Gran22 · 21/10/2017 07:39

I'm a MIL. I've always tried to find out what the grandchildren need/want before I buy gifts for them, especially more expensive items. Perhaps I'm fortunate/unusual/odd, but DDIL and I get on fine.

Mummyoflittledragon · 21/10/2017 07:41

I learnt from my mother to show appreciation only if she approves of the person. She didn’t like her in laws. She has always expected me to massively approve of her so all gifts or second had things passed onto me that I didn’t want.

I have learnt to be grateful for all gifts. I don’t get many, a bit from brother and dh/dd. Nothing from fil or my sibling. I am now NC with him but that is recent. He never bothered about me being very much his mother’s son.

Do be grateful for what you have. I hope your mil is caring and kind. I would love to have one of those. Especially as I don’t have a mother like this either.

Frillyhorseyknickers · 21/10/2017 07:47

It could be worse OP - my MiL bought my (3.5week old) baby a pony. And it's all well and good at the moment as the pony is in her yard, but it's only a matter of time before it gets brought up to my yard, and then it's another horse to muck out, feed and look after.

I wouldn't mind but it will literally be years before my baby will be able to enjoy or appreciate pony, I wish she had bought a cheap plastic baby gym instead! I can't send a Shetland to the fucking hospice. 🙄

SecretSmellies · 21/10/2017 07:52

If you have two old ones then charity shop or sell them not the nice shiny new one.

Your baby can enjoy one bought only for them rather than the handmedowns in this case... there can be an advantage to having too many!
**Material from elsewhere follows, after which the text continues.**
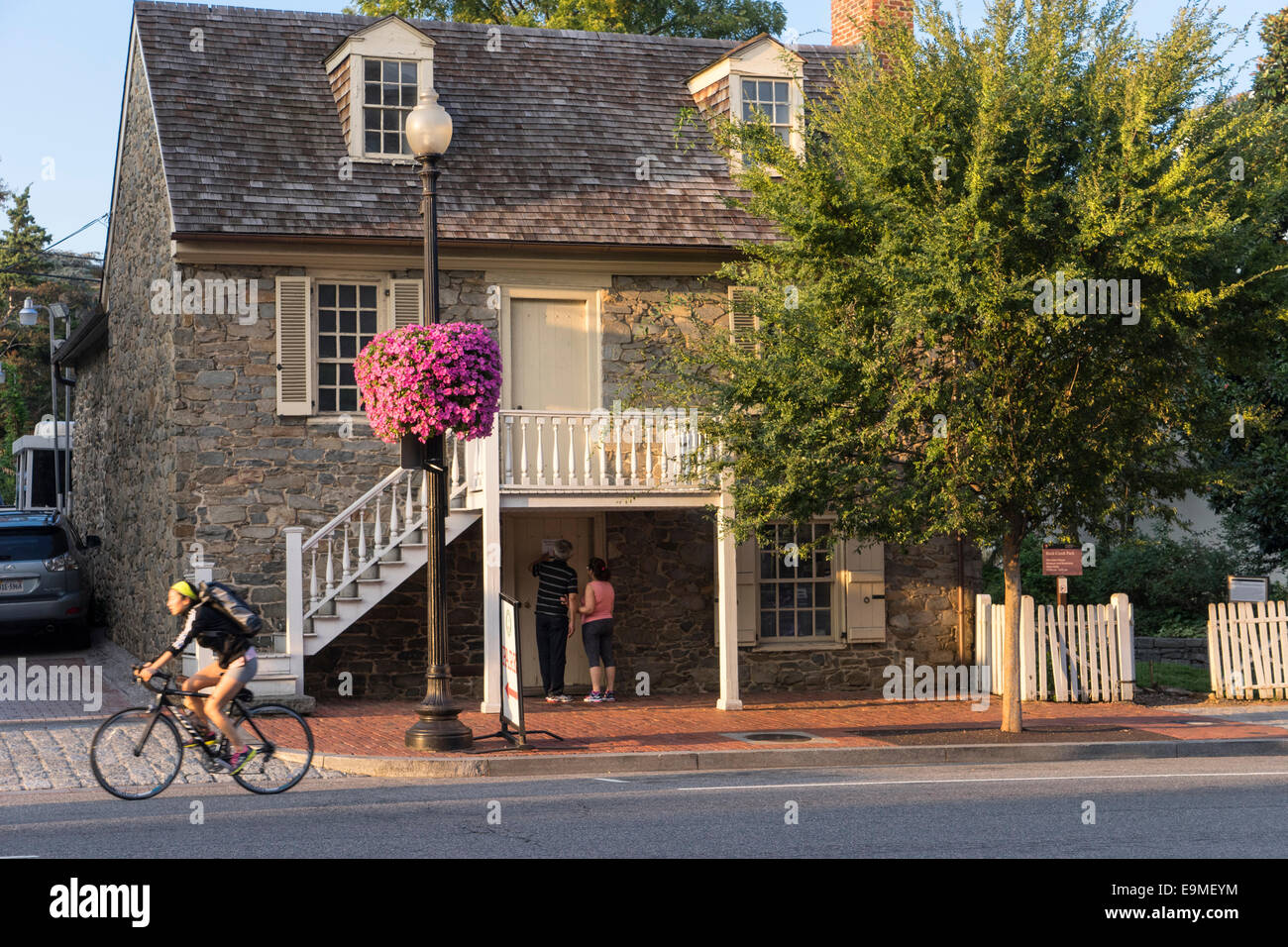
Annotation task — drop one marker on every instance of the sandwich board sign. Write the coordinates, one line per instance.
(513, 729)
(511, 676)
Topseyone of my aunts used to behave badly over gifts. i recall one Christmas where she locked herself in the bathroom crying over a gift we had bought her. I can't recall what it was... but recall i was in my 20s at the time so she was at least 55. I refuse to have much to do with ehr now..... not because of that, but because that sort of encapsulated how she behaves generally.
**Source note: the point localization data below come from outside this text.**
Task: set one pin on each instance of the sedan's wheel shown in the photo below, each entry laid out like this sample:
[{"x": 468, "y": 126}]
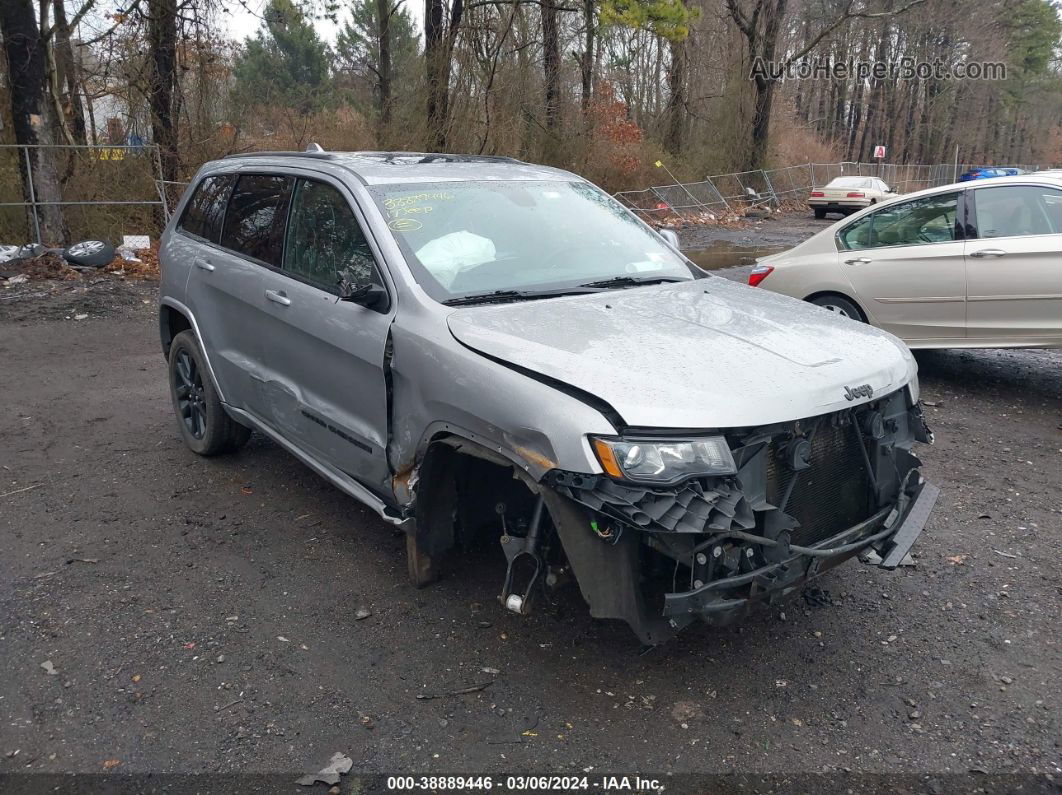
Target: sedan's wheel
[
  {"x": 839, "y": 305},
  {"x": 205, "y": 426}
]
Bluntness100 · 21/10/2017 07:54

Unless you have some form of mental disorder where you cannot control the words you utter, then you deliberately chose to say oh god when you opened the gift.

In your op you say you’ve been behaving this way since you were a child. You then try to excuse your behavuour by saying about your health and pregnancy.

You can control what you say, you deliberately chose to say that and not thank you. Please stop acting like you just can’t help yourself.